FAIR processing and analysing
The challenge posed by the potential of such multi-thematic datacubes pertains to processing; while established processing paradigms align well with the constrained datasets traditionally available, these must be rethought when confronting both the structure and sheer volume of data available in cube formats. Fortuitously, the experience and compute resources to run artificial intelligence (AI) and specifically machine learning (ML) applications have significantly evolved, developing from what was long seen as a buzzword for untransparent data analysis towards viable tools enabling the extraction of real value and insights from large and complex data collections. Therefore, when providing data, processing functionality and data products to relevant stakeholders such as governmental authorities, civil society and NGOs, commercial players, or researchers, all these aspects must be considered. Following the FAIR principles, while data is becoming increasingly findable, accessible, and interoperable, true reusability depends on the availability and functionality of suitable processing mechanisms. As ever more decisions are taken based on live, historical, or synthetic data, applying the FAIR principles towards analysis and processing is essential in maintaining trust in the data and analyses underpinning these actions. In this project, we aim to advance the FAIRness of both data and data analysis and subsequent products by enhancing the reusability of existing data and applying the FAIR principles to advanced data analytics algorithms and concepts.

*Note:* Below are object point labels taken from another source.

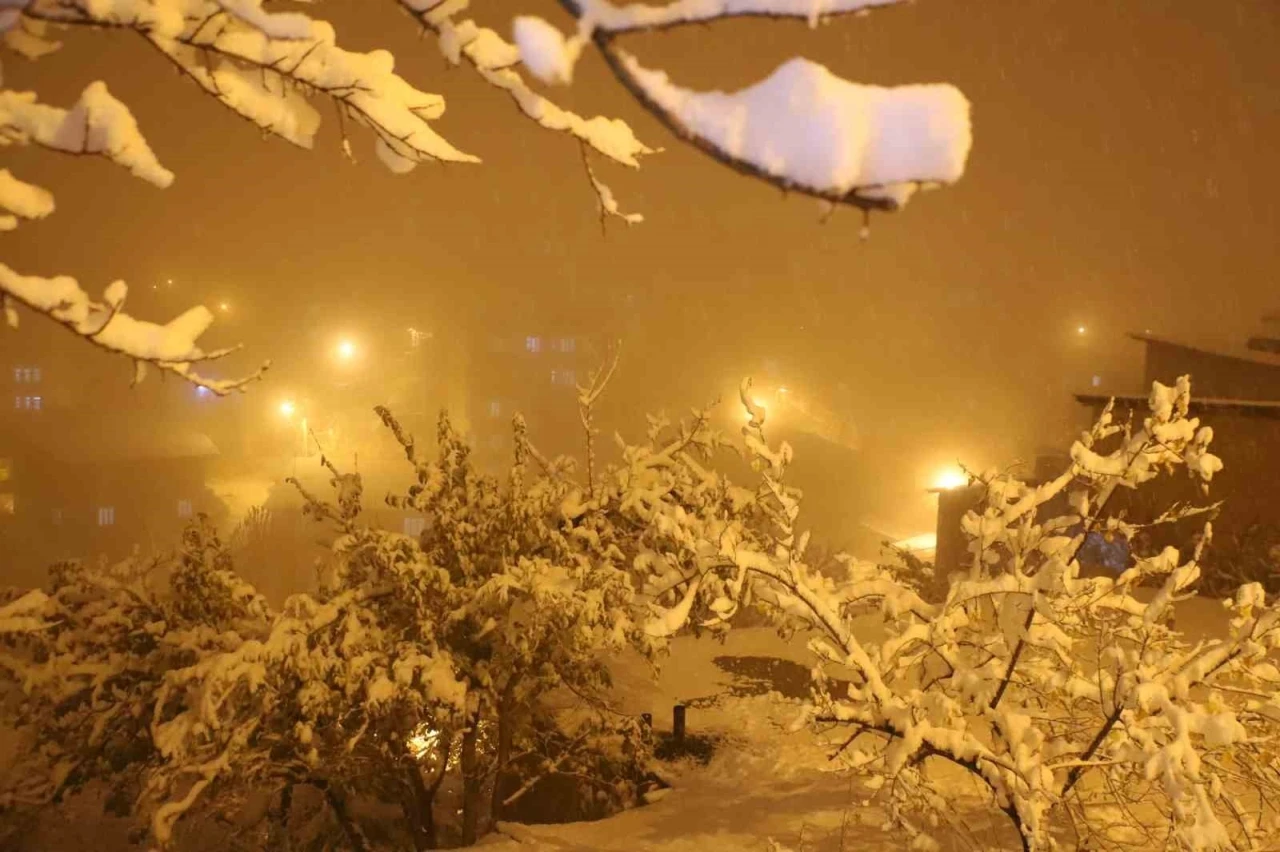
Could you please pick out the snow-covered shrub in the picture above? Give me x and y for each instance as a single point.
(1072, 704)
(95, 654)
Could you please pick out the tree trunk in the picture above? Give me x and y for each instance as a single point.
(417, 810)
(472, 783)
(506, 734)
(278, 821)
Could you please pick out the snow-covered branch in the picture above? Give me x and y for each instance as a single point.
(96, 126)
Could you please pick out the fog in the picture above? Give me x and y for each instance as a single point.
(1123, 179)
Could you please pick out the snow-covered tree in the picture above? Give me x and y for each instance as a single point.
(479, 646)
(803, 128)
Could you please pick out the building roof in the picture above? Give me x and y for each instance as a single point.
(1270, 407)
(1221, 351)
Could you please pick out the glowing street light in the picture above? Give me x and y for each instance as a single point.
(950, 479)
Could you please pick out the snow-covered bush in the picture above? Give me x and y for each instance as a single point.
(94, 655)
(1073, 706)
(479, 646)
(803, 128)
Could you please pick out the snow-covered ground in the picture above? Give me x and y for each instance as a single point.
(764, 782)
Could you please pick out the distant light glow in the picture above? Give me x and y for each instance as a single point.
(949, 479)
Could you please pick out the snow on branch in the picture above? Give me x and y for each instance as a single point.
(807, 129)
(96, 126)
(803, 128)
(607, 17)
(170, 347)
(494, 59)
(264, 65)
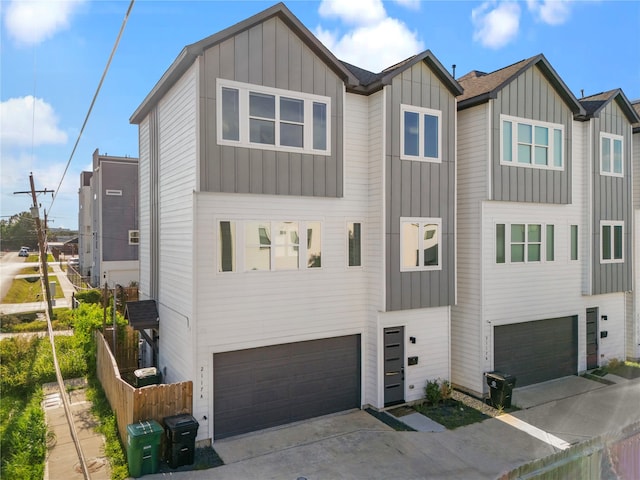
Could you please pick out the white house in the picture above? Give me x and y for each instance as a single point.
(544, 229)
(297, 225)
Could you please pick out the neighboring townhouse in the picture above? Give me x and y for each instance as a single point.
(108, 221)
(544, 245)
(297, 226)
(85, 225)
(633, 338)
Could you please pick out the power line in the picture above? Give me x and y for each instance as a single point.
(95, 96)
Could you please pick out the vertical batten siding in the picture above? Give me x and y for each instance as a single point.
(271, 55)
(467, 315)
(531, 96)
(430, 327)
(374, 248)
(419, 189)
(612, 199)
(144, 208)
(177, 115)
(240, 310)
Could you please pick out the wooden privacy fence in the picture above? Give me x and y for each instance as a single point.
(612, 455)
(130, 404)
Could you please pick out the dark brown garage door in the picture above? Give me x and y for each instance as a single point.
(269, 386)
(537, 351)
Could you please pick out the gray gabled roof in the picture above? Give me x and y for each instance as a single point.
(142, 314)
(189, 54)
(594, 104)
(480, 87)
(371, 82)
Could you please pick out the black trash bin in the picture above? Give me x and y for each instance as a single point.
(180, 439)
(501, 388)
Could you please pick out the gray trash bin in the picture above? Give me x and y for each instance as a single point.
(501, 388)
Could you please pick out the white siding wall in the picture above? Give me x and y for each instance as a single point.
(472, 188)
(430, 327)
(177, 132)
(241, 310)
(375, 250)
(144, 209)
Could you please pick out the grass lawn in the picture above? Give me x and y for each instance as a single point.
(451, 413)
(26, 290)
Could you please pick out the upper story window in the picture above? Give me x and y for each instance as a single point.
(530, 143)
(612, 242)
(273, 119)
(421, 134)
(134, 237)
(524, 243)
(420, 240)
(611, 155)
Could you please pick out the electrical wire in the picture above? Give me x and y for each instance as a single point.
(95, 96)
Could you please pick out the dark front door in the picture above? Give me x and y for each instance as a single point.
(592, 338)
(393, 365)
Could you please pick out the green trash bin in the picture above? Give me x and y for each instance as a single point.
(143, 447)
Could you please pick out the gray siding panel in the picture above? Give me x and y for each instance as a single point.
(419, 189)
(612, 197)
(530, 96)
(269, 54)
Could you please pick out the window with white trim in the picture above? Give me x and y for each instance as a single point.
(611, 158)
(530, 143)
(273, 119)
(525, 243)
(134, 237)
(420, 241)
(354, 247)
(611, 241)
(421, 134)
(255, 245)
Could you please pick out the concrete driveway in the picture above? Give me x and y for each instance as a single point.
(355, 445)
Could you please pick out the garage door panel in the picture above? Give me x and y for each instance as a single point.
(537, 351)
(284, 383)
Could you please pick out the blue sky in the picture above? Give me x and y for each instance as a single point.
(55, 52)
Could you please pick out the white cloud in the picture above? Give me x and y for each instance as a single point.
(496, 24)
(369, 47)
(551, 12)
(22, 116)
(32, 22)
(353, 12)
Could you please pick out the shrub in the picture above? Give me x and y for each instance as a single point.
(432, 392)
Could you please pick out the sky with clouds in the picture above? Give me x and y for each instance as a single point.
(53, 54)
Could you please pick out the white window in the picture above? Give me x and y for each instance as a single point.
(525, 243)
(420, 240)
(273, 119)
(134, 237)
(611, 242)
(354, 244)
(611, 155)
(421, 134)
(529, 143)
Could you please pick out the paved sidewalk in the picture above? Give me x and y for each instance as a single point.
(62, 458)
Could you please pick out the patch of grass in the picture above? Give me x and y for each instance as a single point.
(451, 413)
(27, 290)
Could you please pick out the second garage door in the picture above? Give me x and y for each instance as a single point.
(537, 351)
(270, 386)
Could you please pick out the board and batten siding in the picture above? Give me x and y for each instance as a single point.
(419, 189)
(177, 117)
(531, 96)
(472, 190)
(374, 247)
(144, 208)
(269, 54)
(612, 200)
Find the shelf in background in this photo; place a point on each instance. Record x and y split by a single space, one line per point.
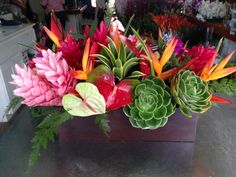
218 27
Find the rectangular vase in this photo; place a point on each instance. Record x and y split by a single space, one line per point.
177 129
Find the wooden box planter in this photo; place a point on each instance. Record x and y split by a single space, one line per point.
177 129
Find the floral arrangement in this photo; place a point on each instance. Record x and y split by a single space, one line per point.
211 10
103 70
191 5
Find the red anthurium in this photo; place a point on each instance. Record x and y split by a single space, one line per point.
115 95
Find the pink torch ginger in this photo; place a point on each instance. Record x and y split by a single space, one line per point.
55 69
35 90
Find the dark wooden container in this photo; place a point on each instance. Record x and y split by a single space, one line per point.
177 129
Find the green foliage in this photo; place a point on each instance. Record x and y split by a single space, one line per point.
152 104
120 60
46 132
103 123
225 86
93 27
13 103
190 93
128 24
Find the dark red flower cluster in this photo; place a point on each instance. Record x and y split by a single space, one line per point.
173 22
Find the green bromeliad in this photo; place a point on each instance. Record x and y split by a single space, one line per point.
191 93
152 104
120 59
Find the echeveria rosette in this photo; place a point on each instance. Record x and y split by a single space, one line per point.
152 104
191 93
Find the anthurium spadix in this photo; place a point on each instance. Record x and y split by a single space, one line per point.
116 95
90 101
217 71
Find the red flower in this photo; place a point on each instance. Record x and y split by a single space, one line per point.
72 52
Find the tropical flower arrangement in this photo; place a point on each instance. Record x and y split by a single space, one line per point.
191 5
211 10
104 70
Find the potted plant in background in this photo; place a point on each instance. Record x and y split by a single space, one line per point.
106 73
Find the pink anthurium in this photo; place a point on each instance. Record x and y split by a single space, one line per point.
115 95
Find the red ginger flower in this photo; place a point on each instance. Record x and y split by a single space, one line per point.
72 52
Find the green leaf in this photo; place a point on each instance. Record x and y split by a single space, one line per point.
136 75
91 102
118 63
122 53
118 72
112 47
128 24
103 123
142 43
46 132
129 64
109 54
104 60
93 27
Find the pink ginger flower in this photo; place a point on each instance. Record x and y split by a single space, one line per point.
35 90
55 70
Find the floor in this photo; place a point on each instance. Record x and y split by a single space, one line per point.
212 155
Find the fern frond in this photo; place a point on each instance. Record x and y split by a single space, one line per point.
46 132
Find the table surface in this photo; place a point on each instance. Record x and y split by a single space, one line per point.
214 153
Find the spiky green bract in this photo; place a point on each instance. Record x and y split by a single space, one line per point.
46 132
152 104
190 93
121 61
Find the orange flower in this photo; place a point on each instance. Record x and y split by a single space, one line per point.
217 71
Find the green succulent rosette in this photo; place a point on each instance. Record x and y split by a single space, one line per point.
152 104
191 93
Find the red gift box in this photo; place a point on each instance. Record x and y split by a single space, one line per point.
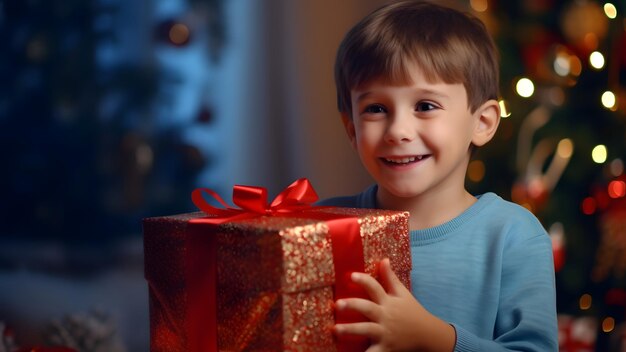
264 277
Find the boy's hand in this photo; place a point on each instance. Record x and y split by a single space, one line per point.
398 322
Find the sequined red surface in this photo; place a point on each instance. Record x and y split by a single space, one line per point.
275 277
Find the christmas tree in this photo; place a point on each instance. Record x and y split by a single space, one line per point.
560 148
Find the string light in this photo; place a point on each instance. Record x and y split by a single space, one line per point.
598 154
608 100
596 59
504 109
525 87
610 10
585 301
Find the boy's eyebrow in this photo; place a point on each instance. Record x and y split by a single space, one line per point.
427 91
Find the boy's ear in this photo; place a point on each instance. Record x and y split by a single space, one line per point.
348 124
488 119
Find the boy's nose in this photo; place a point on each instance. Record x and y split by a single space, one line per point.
400 129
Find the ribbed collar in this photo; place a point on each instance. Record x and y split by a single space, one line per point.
440 232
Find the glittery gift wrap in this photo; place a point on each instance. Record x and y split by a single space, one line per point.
275 276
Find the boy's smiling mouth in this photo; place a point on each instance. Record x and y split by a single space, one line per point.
404 160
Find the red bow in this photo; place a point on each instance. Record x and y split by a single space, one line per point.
253 201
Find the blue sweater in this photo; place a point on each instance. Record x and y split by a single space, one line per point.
489 272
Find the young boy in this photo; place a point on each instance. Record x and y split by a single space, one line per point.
417 88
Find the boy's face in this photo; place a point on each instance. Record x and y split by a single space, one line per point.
414 139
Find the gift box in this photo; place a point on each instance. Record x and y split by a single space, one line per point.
264 277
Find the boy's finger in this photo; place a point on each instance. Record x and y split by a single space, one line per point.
367 308
388 278
371 330
372 287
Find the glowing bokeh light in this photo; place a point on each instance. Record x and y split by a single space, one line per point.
479 5
525 87
610 10
596 59
561 65
599 153
609 100
504 109
617 189
565 148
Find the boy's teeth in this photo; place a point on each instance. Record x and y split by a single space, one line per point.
403 160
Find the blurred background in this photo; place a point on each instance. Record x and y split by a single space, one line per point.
112 111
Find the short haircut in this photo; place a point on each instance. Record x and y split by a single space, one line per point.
448 45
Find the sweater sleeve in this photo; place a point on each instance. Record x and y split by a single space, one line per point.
526 318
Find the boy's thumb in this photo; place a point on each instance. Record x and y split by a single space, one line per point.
389 280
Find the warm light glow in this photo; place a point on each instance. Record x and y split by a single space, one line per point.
608 324
479 5
608 100
589 206
504 109
610 10
565 148
596 59
561 65
585 301
617 167
525 87
617 189
476 170
576 67
179 34
598 154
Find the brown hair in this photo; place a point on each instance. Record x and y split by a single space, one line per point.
446 44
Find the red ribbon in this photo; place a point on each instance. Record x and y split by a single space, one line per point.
252 201
295 200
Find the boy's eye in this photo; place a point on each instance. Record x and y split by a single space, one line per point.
425 106
375 109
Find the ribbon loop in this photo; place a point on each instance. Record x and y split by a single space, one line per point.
252 200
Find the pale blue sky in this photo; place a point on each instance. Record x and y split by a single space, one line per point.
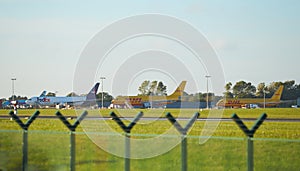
41 41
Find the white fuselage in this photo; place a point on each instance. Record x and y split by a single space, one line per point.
49 100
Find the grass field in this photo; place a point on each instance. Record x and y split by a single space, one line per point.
277 144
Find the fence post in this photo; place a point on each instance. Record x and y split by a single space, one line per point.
127 130
183 132
249 133
25 135
72 129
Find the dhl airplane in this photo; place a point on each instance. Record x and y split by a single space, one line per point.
241 102
144 101
44 100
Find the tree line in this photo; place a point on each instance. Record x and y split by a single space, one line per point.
240 89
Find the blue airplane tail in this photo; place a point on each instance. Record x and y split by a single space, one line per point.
92 94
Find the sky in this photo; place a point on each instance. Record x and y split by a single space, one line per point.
41 43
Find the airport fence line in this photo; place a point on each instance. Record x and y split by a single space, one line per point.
219 153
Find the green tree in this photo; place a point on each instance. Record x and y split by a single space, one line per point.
72 94
152 88
144 88
106 97
228 93
261 87
161 89
51 94
244 90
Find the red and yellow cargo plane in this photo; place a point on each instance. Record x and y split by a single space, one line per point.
143 101
241 102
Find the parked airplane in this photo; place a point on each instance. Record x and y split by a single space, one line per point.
241 102
10 103
44 100
144 101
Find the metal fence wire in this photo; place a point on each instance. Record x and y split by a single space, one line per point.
69 149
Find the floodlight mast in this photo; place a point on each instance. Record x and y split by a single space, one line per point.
13 88
207 77
102 78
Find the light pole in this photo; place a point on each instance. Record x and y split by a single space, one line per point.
264 98
102 78
13 88
207 77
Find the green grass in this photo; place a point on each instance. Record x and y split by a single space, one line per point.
277 144
293 113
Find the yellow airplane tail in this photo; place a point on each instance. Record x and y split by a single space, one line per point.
179 90
278 93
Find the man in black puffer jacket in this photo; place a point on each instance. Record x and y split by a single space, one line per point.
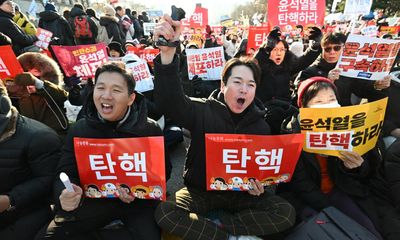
29 153
55 23
20 40
113 110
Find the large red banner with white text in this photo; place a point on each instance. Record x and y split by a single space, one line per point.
136 164
232 160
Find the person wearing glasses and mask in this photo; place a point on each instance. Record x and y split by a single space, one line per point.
332 47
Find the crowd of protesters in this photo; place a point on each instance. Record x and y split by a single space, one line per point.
259 93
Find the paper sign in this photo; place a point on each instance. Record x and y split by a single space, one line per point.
207 63
367 58
9 65
44 37
141 74
354 128
136 164
232 160
81 60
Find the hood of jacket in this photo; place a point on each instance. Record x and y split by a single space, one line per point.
49 16
134 123
77 12
106 20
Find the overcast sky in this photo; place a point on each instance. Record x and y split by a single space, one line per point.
216 8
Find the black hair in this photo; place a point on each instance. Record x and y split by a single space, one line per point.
118 68
243 61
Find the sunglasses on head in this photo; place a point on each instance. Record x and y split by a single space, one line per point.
335 48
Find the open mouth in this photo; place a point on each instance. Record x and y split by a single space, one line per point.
106 108
240 101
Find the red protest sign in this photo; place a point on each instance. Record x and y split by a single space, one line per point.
81 60
199 18
233 159
134 163
256 37
9 65
290 13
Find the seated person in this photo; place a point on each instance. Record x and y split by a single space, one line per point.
320 181
112 110
29 153
231 109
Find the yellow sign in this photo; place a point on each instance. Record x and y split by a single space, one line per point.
355 128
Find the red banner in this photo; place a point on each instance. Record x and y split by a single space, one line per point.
199 18
234 159
136 164
81 60
257 35
9 65
285 13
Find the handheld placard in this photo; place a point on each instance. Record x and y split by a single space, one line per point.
65 179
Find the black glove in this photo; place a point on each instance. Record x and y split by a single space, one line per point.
315 34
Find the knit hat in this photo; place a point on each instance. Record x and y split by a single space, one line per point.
109 10
50 7
307 83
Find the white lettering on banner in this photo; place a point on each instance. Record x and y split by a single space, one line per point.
136 162
330 140
3 67
97 164
272 158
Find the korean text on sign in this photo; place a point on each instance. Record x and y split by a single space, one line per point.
142 76
104 164
368 57
354 128
81 60
232 160
206 63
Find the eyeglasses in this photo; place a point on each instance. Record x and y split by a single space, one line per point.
336 48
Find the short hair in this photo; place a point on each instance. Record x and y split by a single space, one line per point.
333 38
313 90
243 61
117 67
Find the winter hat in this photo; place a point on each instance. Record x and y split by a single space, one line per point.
307 83
109 10
50 7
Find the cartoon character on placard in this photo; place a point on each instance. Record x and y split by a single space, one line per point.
218 183
247 183
282 178
125 187
92 191
109 190
156 192
268 181
236 184
140 191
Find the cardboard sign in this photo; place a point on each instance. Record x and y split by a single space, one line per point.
134 163
368 58
354 128
148 28
81 60
44 38
285 12
257 35
357 7
9 65
234 159
207 63
141 74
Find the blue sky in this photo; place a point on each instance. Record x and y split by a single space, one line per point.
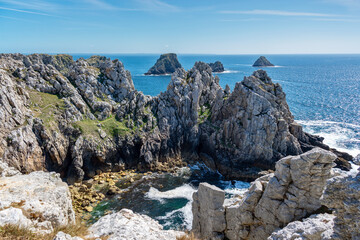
181 26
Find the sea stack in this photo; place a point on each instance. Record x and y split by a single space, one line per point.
217 66
166 64
262 62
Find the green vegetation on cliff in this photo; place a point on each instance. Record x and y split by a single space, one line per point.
110 126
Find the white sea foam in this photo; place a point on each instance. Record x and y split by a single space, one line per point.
185 191
226 71
342 136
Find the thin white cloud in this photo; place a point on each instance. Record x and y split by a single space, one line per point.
280 13
335 19
100 4
24 11
242 20
347 3
157 5
33 5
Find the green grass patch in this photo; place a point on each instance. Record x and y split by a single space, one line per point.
46 106
110 126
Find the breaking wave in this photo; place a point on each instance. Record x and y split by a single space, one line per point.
342 136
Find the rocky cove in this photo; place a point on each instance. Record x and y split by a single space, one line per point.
84 119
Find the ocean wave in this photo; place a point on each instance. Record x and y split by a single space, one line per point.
185 191
227 71
342 136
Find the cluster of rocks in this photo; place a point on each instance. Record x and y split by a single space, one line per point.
217 67
41 202
90 118
262 62
166 64
305 198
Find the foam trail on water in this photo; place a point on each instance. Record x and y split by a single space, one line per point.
185 191
342 136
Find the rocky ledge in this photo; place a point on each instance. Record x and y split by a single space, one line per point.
81 118
166 64
217 67
263 62
305 198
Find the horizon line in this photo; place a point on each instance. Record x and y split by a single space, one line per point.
179 53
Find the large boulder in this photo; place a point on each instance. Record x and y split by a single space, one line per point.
342 195
126 224
208 212
274 200
40 201
315 227
166 64
262 62
217 67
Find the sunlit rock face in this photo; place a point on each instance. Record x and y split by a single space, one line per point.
83 117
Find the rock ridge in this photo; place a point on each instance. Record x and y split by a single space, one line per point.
83 117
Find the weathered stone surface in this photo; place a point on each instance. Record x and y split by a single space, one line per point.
166 64
6 171
262 62
290 194
274 200
217 66
126 224
64 236
38 200
342 194
315 227
79 117
208 212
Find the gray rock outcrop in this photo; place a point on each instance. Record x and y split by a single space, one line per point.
274 200
166 64
208 212
262 62
126 224
217 67
81 117
39 201
315 227
342 195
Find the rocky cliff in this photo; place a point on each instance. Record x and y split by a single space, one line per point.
166 64
83 117
217 66
273 201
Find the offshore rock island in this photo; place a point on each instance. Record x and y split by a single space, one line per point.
84 119
166 64
80 117
263 62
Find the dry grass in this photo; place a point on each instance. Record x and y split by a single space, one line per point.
187 236
11 232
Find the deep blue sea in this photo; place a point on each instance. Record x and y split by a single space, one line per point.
323 91
323 95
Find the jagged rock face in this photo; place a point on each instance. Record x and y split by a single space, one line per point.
209 213
315 227
252 126
217 66
39 201
126 224
342 194
80 117
262 62
166 64
274 200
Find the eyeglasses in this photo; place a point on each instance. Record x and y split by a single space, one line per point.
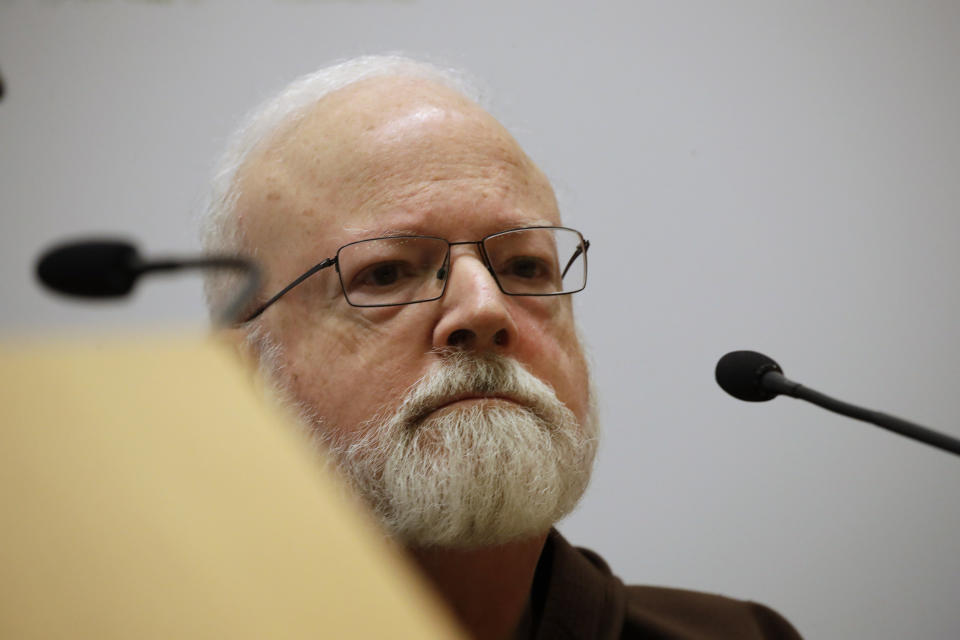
398 270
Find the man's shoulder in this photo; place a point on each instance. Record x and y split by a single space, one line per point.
655 612
680 613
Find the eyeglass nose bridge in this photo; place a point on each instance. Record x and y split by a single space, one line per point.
444 272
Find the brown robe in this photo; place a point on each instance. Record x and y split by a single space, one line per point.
575 596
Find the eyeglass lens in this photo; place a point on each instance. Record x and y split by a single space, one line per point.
401 270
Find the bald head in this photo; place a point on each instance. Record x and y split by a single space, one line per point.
380 145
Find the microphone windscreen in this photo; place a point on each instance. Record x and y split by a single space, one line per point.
94 269
739 373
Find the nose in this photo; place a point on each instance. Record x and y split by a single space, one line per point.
476 315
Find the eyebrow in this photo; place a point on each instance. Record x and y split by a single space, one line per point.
388 232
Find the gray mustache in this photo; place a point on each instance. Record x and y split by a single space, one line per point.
465 373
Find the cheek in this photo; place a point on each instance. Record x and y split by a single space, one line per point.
347 368
553 351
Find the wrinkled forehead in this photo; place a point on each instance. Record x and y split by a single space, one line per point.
384 145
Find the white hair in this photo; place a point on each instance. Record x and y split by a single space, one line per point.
219 232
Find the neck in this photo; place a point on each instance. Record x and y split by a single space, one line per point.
488 589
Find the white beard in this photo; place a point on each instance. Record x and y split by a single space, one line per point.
474 474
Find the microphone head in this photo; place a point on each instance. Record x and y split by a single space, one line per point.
739 373
90 269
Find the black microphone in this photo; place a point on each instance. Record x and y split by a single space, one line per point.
108 268
752 376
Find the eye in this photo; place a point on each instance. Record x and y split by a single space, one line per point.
525 267
384 274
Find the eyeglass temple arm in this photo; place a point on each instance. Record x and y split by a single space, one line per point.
318 267
581 249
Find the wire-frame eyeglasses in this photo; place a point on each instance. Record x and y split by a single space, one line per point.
407 269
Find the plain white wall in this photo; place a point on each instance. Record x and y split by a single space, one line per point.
776 176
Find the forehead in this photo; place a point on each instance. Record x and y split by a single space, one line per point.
387 155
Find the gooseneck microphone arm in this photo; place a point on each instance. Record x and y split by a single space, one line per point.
107 268
231 314
754 377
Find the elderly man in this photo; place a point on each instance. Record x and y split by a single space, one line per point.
417 314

Machine learning and datacubes
Datacube management and access is well established, and processing, analysis, and visualisation are well matured. Creating a cube and transforming data to match a standard grid and grid spacing is becoming less of a challenge as advanced import routines are becoming available to diverse source data. Thanks to the scalability and performance benefits, data centres can be used across a wide range of thematic and geographical scopes, e.g., creating a city cube or a cube comprising a whole continent. A wide range of publications further demonstrates the performance, flexibility, and useability of datacubes for earth observation data. However, the broader potential of machine learning applied to multi-thematic datacubes has rarely been demonstrated. Most ML applications on datacubes focus on a limited number of data sources or often just temporal steps within one dataset.